In conclusion, if federal public policy continues to promote the access of loans for small businesses, then our results suggest that community banks should be viewed as an important part of the solution. This suggests a role in banking regulations to allow community banks more flexibility in making small-business loans. It also suggests that regulators and supervisors keep an eye on the important role of community banks in serving their local communities as the consolidation process continues.
 Among other problems related to oversight, the analysis identified 10,856 loans totaling more than $1 billion granted to borrowers who received more than one loan and more than 600 loans totaling over $96 million that went to companies forbidden from doing business with the federal government. See Memorandum on Preliminary Analysis of Paycheck Protection Program Data, September 1, 2020.

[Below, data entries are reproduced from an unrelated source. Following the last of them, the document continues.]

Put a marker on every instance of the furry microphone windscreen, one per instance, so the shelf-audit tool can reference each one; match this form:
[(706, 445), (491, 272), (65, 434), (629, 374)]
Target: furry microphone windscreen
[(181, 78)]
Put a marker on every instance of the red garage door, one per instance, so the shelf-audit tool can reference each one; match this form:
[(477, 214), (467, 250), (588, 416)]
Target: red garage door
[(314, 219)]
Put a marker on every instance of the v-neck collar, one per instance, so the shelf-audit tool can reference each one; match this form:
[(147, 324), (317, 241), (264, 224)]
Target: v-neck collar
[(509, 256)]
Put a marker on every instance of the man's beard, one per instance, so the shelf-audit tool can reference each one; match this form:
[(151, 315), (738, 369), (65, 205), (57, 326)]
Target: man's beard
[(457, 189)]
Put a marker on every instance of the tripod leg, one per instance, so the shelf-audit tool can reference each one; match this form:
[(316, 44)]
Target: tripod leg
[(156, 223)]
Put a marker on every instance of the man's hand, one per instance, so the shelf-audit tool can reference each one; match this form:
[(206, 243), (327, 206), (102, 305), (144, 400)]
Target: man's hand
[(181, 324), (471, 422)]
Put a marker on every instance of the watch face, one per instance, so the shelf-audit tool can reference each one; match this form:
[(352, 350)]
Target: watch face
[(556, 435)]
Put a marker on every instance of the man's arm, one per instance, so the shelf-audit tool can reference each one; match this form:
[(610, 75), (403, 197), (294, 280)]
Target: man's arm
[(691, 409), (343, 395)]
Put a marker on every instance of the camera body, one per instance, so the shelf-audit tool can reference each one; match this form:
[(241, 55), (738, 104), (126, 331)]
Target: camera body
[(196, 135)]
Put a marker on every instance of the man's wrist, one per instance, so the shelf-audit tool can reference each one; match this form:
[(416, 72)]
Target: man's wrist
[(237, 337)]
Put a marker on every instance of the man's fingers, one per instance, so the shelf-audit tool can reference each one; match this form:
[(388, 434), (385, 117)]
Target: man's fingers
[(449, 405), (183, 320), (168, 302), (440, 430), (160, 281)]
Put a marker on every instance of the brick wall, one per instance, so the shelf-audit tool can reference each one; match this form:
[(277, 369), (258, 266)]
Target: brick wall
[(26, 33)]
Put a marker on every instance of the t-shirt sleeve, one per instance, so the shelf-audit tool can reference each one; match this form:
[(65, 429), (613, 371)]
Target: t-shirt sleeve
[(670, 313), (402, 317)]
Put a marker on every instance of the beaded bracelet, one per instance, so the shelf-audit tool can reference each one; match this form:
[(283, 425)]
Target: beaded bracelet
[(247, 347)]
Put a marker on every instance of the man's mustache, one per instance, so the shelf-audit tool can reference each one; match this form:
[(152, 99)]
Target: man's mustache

 Small Business Administration, Office of Inspector General, Flash Report: Small Business Administration’s Implementation of the Paycheck Protection Program Requirements (May 8, 2020).
 See Memorandum on Preliminary Analysis of Paycheck Protection Program Data, September 1, 2020, op. cit.
 In the 2020 census, Loving County is the least populous county in the U.S.
 Texas counties in order from the largest to smallest population: Harris, Dallas, Tarrant, Bexar, Travis, Collin, Hidalgo, El Paso, Denton, Fort Bend, Montgomery and Williamson.